Although gdb.execute() is fundamental to GDB scripting, at best it allows screen-scraping (interpreting the output string) rather than a Pythonic way of controlling GDB. There is actually a full Python API that represents the debugged program's types and values in Python. Most scripts will use this API instead of simply executing GDB commands as if simulating an interactive shell session.

Navigating program variables

The entry point to navigating program variables is gdb.parse_and_eval(expression). It returns a gdb.Value.

When a gdb.Value is a struct its fields can be indexed using value['field1']['child_field1'] syntax. The following example iterates a linked list:

elem = gdb.parse_and_eval('block_backends.tqh_first')
while elem:
    name = elem['name'].string()
    if name == 'drive2':
        print('Found {}'.format(elem['dev']))
        break
    elem = elem['link']['tqe_next']

This script iterates the block_backends linked list and checks the name field of each element against "drive2". When it finds "drive2" it prints the dev field of that element.
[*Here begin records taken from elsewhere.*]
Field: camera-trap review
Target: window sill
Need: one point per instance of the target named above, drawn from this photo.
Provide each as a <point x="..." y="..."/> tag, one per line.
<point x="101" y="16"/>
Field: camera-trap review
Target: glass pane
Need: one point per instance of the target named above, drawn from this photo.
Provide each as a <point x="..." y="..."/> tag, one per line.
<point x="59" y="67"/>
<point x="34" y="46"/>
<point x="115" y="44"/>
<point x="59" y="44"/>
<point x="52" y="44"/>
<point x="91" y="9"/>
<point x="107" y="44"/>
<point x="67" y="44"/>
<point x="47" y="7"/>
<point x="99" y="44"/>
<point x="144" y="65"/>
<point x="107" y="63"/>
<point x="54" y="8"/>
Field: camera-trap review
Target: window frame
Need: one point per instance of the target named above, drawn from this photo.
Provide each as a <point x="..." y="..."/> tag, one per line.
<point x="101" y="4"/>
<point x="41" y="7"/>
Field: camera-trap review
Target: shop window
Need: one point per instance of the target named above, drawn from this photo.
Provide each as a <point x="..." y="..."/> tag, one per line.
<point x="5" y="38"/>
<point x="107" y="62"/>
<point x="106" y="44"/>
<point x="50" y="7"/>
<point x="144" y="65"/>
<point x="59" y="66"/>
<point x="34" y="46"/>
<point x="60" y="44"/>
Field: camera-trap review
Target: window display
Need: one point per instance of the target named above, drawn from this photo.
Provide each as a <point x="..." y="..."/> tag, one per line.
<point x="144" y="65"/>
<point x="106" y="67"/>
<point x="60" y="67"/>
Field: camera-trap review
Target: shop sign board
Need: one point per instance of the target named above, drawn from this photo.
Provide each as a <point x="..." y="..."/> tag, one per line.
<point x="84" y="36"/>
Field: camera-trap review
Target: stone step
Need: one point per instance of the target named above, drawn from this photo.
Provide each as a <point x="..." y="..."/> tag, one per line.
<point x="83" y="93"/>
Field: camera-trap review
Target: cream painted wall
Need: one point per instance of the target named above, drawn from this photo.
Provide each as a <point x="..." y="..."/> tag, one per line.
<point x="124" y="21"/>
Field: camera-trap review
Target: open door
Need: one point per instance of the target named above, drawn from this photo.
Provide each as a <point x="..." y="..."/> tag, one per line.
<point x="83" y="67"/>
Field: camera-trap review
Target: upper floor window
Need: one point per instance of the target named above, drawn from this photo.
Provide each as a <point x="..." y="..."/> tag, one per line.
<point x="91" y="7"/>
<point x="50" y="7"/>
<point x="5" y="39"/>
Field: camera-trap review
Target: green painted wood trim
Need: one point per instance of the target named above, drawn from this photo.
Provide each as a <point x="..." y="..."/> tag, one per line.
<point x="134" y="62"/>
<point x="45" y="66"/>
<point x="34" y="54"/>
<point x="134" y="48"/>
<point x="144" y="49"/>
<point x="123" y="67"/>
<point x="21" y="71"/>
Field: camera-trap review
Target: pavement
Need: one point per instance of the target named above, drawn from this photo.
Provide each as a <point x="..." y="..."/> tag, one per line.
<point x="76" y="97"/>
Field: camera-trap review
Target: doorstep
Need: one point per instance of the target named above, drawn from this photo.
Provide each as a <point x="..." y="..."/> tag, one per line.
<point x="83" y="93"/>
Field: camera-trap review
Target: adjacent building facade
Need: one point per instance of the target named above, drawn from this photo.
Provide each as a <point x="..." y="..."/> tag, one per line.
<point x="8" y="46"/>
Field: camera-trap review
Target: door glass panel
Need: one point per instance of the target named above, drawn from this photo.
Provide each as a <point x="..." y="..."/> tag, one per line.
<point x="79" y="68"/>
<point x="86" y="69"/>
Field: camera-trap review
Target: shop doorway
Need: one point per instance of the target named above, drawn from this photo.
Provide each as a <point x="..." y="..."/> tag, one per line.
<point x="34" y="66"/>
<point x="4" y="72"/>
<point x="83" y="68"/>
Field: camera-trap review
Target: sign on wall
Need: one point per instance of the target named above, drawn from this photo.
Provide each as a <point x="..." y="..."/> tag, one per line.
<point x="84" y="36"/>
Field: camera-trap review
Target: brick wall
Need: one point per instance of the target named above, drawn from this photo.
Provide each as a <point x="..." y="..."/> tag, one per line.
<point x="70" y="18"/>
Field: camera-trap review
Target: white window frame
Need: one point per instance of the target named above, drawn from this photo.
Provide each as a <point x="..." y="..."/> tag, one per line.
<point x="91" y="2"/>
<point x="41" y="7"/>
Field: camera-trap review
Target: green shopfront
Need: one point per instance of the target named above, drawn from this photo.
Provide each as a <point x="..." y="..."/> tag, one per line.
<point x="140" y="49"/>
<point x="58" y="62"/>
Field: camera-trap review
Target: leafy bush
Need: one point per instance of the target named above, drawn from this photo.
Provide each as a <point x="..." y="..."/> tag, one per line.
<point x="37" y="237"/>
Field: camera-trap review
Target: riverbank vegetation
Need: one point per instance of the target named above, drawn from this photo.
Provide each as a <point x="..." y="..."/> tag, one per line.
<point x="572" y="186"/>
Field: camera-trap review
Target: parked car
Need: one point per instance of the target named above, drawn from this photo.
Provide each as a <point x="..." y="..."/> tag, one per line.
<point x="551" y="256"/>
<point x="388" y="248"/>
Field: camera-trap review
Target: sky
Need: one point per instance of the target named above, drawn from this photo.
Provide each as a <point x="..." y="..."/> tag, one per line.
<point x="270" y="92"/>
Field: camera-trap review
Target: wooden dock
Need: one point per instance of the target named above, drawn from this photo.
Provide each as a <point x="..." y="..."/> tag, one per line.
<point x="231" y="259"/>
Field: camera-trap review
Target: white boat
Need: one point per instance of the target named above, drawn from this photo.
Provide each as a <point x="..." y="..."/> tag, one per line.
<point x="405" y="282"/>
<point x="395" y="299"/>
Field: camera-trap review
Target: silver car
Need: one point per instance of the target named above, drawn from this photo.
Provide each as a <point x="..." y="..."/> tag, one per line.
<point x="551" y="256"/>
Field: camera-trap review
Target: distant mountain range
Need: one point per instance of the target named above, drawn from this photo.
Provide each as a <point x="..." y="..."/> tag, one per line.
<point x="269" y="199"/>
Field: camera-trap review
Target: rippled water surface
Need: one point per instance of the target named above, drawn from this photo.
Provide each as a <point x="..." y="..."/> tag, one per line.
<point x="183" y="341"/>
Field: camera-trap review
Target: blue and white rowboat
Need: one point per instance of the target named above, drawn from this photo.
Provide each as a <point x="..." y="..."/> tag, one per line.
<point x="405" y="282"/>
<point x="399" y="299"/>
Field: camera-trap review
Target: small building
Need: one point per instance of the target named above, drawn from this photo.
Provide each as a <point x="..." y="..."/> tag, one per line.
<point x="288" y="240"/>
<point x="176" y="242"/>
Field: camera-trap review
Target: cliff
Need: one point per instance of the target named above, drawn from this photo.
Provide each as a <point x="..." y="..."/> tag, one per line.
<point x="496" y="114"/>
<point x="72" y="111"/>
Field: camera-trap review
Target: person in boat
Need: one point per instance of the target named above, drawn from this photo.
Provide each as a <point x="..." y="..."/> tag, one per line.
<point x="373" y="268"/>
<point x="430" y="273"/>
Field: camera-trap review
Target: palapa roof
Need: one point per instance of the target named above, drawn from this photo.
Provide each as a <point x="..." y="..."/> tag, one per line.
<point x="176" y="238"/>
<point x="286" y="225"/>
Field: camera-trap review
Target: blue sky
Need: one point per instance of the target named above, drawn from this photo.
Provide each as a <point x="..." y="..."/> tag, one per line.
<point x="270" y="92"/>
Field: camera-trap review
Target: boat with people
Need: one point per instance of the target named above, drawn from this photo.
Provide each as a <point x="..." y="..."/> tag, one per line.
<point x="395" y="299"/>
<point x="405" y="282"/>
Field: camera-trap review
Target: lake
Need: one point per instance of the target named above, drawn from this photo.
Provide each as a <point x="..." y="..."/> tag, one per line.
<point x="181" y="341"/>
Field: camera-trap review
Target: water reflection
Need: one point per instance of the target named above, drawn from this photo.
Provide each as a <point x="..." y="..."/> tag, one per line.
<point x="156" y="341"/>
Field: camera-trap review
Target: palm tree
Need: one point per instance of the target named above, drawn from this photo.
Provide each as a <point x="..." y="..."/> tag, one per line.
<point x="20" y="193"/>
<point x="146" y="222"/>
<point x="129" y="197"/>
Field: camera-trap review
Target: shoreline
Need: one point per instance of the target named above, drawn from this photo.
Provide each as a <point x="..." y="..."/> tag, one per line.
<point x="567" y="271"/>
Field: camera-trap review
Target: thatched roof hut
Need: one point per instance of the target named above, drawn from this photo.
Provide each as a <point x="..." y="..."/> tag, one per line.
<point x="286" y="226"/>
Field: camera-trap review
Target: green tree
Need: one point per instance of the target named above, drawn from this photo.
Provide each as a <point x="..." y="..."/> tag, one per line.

There is a lot more that GDB Python scripts can do but you'll have to check out the API documentation to learn about it.

Conclusion

Python scripts can automate tedious debugging tasks in GDB. Having the full power of Python and access to file I/O, HTTP requests, etc means pretty much any debugging task can be turned into a full-blown program. A subset of this was possible in the past through GDB command scripts, but Python is a much more flexible programming language and familiar to many developers (more so than GDB's own looping and logic commands!).